The Hudson River has made a watershed, no-strings-attached donation to the Stevens Department of Naval Engineering of 10 million gallons of water. The Hudson River is, in geological terms, a drowned river, meaning that the rising sea levels from melting glaciers after the most recent ice age flooded the Hudson Fjord. Geologists estimate that this happened somewhere between 26,000 and 13,000 years ago, but the Hudson River refused to comment, saying, “You know it’s rude to ask a river her age.”

During the donation ceremony, the Hudson diverted her course for one minute, aiming at the tennis courts on the northern end of campus. The courts, along with the CPH parking lot, became covered with about 3 feet of water. Among the casualties were the tennis nets, a bucket of tennis balls that have since presumably floated to the Atlantic, the sea turtles that these tennis balls likely killed, and Dr. Patterson’s new pair of shoes that she accidentally left by the courts.

Although ten million gallons of water sounds impressive, it’s only about enough to fill six Olympic-sized swimming pools and only set off six car alarms (of the 34 that were parked in CPH lot during the donation). Much to the anger of the students and faculty whose cars got soggy, the Chief of Campus Police announced that, no, you can’t file lawsuits against the river and that, yes, they would have to file an insurance claim.

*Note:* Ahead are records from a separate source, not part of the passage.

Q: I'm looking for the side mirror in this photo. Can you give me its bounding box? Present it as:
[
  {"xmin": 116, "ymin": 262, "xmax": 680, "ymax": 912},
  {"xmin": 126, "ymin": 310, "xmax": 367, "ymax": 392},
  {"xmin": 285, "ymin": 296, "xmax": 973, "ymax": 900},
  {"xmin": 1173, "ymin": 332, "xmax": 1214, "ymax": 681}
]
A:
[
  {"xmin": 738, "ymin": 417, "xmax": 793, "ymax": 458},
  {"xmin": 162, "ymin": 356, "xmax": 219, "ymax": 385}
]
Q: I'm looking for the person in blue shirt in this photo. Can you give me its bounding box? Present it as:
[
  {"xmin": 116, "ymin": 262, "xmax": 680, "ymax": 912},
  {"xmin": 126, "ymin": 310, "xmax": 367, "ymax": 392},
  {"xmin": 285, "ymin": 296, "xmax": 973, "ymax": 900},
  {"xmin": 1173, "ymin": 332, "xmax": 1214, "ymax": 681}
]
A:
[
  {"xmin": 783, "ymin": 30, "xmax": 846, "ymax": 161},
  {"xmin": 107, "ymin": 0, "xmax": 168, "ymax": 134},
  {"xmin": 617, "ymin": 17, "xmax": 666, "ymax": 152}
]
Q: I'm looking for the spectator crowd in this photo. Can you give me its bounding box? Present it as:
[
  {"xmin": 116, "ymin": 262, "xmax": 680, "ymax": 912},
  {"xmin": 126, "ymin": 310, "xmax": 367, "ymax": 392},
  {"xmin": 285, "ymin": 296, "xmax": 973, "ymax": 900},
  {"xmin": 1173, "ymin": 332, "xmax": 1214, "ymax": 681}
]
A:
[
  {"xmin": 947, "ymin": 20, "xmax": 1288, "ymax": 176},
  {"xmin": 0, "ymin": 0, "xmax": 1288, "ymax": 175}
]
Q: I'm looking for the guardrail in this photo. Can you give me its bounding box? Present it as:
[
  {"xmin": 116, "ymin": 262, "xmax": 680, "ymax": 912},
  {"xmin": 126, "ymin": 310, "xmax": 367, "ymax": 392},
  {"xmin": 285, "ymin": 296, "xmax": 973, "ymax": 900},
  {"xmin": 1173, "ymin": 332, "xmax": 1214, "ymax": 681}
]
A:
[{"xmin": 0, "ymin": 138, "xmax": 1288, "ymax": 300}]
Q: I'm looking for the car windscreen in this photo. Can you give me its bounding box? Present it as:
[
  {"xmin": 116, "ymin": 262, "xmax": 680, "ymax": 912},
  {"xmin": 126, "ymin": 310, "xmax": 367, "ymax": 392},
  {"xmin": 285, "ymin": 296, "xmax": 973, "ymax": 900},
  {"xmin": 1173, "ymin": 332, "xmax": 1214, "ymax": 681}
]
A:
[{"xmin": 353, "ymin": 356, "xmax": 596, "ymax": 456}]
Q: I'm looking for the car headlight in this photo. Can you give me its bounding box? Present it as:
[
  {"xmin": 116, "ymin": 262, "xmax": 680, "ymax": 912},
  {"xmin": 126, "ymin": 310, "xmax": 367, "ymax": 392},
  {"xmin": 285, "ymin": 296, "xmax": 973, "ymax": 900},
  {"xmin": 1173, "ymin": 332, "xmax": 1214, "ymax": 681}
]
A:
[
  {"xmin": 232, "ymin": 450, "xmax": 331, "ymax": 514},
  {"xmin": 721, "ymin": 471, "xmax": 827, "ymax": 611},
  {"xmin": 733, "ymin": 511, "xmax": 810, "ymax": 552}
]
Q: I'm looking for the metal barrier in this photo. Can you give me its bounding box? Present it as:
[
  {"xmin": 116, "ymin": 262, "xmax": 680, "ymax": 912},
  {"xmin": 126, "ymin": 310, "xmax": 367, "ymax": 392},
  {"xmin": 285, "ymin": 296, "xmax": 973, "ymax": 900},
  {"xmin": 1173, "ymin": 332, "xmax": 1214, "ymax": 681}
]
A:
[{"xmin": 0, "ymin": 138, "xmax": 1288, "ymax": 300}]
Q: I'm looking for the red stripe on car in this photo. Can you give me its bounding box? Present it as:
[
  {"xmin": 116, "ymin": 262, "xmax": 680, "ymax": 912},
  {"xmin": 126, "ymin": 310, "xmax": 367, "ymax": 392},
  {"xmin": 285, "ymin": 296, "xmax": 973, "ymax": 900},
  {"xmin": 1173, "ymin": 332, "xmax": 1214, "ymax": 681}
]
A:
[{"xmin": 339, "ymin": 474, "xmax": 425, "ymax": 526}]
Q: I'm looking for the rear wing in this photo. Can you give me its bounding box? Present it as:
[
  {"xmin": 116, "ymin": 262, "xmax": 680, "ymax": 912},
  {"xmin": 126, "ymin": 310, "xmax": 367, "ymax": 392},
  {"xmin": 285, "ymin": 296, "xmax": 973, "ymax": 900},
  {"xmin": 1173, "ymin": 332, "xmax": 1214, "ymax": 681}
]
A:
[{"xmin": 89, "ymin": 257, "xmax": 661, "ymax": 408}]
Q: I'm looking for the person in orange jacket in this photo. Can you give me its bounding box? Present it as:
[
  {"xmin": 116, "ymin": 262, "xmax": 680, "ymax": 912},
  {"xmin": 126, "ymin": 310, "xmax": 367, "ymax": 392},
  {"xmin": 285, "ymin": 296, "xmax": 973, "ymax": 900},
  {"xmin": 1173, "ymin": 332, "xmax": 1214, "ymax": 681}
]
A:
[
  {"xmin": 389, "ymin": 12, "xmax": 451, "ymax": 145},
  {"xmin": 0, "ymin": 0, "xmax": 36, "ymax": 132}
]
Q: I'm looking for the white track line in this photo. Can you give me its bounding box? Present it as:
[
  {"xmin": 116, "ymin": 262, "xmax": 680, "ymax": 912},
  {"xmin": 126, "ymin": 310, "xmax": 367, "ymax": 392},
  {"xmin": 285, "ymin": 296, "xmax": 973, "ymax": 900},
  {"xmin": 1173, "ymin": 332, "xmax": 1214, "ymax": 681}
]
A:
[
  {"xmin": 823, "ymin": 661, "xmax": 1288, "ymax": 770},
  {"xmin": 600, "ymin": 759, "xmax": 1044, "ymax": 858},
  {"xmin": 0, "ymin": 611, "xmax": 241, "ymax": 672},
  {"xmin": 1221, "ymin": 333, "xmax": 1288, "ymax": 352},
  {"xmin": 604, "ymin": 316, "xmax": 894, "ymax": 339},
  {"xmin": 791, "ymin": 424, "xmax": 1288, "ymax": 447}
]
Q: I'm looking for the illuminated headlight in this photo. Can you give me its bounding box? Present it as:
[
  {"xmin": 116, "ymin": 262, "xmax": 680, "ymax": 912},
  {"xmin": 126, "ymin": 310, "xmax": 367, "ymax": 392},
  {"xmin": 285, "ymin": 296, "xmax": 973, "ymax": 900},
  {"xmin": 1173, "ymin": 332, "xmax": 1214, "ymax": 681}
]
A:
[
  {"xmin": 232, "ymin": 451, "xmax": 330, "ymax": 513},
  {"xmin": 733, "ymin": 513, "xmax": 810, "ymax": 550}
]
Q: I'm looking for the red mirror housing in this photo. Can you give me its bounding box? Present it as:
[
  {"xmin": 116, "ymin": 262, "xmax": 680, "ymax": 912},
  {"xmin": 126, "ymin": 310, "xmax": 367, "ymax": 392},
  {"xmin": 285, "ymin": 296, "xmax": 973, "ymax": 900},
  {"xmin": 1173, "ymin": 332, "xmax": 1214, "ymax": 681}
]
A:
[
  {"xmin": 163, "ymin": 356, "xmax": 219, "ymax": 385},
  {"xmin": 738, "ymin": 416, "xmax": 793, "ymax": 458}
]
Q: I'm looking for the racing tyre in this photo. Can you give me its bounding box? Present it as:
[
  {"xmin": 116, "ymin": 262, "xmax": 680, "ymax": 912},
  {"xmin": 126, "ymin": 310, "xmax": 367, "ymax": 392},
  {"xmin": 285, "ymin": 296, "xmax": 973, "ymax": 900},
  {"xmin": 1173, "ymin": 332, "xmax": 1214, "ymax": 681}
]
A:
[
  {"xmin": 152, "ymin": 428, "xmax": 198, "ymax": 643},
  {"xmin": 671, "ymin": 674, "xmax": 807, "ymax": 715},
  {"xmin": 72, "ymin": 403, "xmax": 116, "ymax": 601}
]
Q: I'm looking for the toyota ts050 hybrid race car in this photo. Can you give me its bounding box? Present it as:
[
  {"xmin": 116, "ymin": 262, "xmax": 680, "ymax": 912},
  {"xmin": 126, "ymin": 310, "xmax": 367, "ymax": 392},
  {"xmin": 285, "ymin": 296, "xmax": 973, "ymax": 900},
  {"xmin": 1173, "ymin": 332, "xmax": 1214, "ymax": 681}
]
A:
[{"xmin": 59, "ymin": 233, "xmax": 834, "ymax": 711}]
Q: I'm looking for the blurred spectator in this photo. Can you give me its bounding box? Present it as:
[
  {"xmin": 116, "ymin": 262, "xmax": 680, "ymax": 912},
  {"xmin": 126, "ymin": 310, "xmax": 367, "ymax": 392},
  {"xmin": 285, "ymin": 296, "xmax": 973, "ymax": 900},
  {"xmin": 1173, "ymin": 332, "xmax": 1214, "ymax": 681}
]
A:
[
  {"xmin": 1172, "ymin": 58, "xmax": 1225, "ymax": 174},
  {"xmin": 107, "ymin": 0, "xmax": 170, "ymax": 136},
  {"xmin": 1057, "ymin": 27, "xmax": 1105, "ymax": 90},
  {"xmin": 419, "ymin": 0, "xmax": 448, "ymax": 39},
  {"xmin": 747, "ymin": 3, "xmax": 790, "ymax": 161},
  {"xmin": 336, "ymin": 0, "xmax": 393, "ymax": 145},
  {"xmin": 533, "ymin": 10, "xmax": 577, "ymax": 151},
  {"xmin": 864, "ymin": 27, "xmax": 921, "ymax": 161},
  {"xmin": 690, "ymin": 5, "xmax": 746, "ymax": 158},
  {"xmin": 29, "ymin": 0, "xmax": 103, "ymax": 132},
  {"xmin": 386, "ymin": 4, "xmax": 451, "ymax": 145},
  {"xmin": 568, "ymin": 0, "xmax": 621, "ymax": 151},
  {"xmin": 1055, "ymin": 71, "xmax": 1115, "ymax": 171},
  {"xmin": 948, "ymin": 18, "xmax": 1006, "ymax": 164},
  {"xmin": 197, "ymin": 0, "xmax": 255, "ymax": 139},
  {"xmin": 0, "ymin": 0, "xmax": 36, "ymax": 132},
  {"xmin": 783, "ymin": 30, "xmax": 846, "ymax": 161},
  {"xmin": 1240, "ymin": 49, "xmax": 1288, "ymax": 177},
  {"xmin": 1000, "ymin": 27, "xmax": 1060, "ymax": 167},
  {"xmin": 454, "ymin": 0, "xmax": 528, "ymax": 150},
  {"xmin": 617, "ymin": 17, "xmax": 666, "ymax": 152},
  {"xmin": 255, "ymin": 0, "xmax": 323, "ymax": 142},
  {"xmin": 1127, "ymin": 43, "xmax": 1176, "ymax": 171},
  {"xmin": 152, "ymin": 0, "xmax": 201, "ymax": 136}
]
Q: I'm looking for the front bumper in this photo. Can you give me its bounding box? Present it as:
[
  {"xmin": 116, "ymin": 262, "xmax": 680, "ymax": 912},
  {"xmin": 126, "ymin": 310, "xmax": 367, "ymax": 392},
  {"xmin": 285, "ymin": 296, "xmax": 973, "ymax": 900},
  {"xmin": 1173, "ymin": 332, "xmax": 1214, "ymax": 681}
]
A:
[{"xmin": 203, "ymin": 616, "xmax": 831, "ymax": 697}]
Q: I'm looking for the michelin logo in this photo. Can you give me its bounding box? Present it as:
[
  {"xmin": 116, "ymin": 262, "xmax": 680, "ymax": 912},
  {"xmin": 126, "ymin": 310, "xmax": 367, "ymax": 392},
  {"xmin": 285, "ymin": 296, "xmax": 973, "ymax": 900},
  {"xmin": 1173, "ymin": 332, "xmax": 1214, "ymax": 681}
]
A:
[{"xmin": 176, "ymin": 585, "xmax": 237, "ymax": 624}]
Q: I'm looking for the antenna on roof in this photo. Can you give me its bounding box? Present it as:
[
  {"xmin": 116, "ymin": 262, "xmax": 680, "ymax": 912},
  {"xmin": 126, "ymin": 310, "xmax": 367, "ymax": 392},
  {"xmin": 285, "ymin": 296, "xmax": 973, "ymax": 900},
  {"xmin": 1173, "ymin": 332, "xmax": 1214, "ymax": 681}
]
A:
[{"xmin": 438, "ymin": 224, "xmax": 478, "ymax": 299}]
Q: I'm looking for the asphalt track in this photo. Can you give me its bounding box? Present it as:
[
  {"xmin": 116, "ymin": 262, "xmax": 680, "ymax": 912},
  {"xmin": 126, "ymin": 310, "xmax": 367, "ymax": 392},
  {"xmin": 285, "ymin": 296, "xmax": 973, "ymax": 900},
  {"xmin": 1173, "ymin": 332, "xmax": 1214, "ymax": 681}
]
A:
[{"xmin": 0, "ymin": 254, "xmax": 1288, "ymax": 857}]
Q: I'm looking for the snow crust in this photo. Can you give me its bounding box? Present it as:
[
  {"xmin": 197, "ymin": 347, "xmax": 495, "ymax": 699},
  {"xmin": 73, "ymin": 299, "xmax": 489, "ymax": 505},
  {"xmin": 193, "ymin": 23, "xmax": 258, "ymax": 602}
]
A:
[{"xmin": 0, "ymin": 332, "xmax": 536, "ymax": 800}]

The Hudson donated the water in honor of her beloved children: more than 200 species of fish. The Hudson asked only that the new building be named after her, but after student outrage and careful administrative deliberation, Stevens was proud to announce the construction of a new Naval Engineering building: The Hudson River & Catfish & Atlantic Sturgeon & Lamprey & Dogfish & Bullhead & Chub & Perch & Butterflyfish & Sunfish & Bass & … Laboratory.